In its three and a half years of operation, the Roxborough, Manayunk and Wissachickon branch of Tree Tenders has planted more than 400 trees. Effinger and site leader Tom Landsman helped students understand tree care as they instructed them to take lopper tools and reviewed the differences between branches and invasive vines.

Down the road at Ottinger Tract, Mimi Volker showed one volunteer how to cut invasive growths at their base, and how to identify “fuzzy” substances on vines as poison ivy.

Kay Sykora, Director of the Schuylkill Project, and other local residents worked alongside 11 young members of Moriah Baptist Church to plant saplings at either end of the park and to pick up trash.

Sykora said the cleanup began as a neighborhood initiative to preserve the land. Gathering bottle fragments, she acknowledged the large and detailed scope of the conservation project, which has been underway for over a year.

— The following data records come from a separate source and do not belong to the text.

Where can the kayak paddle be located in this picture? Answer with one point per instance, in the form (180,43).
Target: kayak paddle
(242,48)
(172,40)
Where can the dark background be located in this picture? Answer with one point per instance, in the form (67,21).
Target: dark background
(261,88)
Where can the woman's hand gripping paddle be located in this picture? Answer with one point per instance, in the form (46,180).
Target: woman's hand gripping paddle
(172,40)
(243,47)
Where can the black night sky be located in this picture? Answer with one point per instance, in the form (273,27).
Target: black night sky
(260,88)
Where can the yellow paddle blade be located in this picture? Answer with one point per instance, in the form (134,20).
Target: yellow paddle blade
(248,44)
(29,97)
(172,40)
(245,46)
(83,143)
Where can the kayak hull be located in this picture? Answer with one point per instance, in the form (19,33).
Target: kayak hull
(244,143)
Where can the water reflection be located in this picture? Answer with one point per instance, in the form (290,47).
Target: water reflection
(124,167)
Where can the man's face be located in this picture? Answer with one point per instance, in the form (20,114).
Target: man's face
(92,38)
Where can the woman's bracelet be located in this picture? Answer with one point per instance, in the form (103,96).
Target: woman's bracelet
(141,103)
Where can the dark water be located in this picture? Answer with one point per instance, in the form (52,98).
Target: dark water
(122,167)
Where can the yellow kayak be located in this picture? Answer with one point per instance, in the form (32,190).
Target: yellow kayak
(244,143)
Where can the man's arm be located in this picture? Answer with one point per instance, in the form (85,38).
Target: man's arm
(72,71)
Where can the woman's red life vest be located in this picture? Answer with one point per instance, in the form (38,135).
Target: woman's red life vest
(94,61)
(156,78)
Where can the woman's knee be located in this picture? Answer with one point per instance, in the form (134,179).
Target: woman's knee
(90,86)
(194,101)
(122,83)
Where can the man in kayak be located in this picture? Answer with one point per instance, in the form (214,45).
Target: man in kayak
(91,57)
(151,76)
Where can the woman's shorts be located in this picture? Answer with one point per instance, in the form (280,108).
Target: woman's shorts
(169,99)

Still, she is encouraged by the energy that so many people have for “greening and restoration work.” Next to her, the Moriah Baptist youth group, ranging in age from 15 to 27, laughed and talked as they filled heavy brown bags with flattened, faded beer cans, rags, and empty food containers.

Youth leader Eric Jean-Simon says that the Ottinger Tract cleanup is the first environmental service project completed by his group, which hopes to start volunteer work at least once a month.

“We want to do as much as we can,” said Jean-Simone, “to try to help the community as a whole.”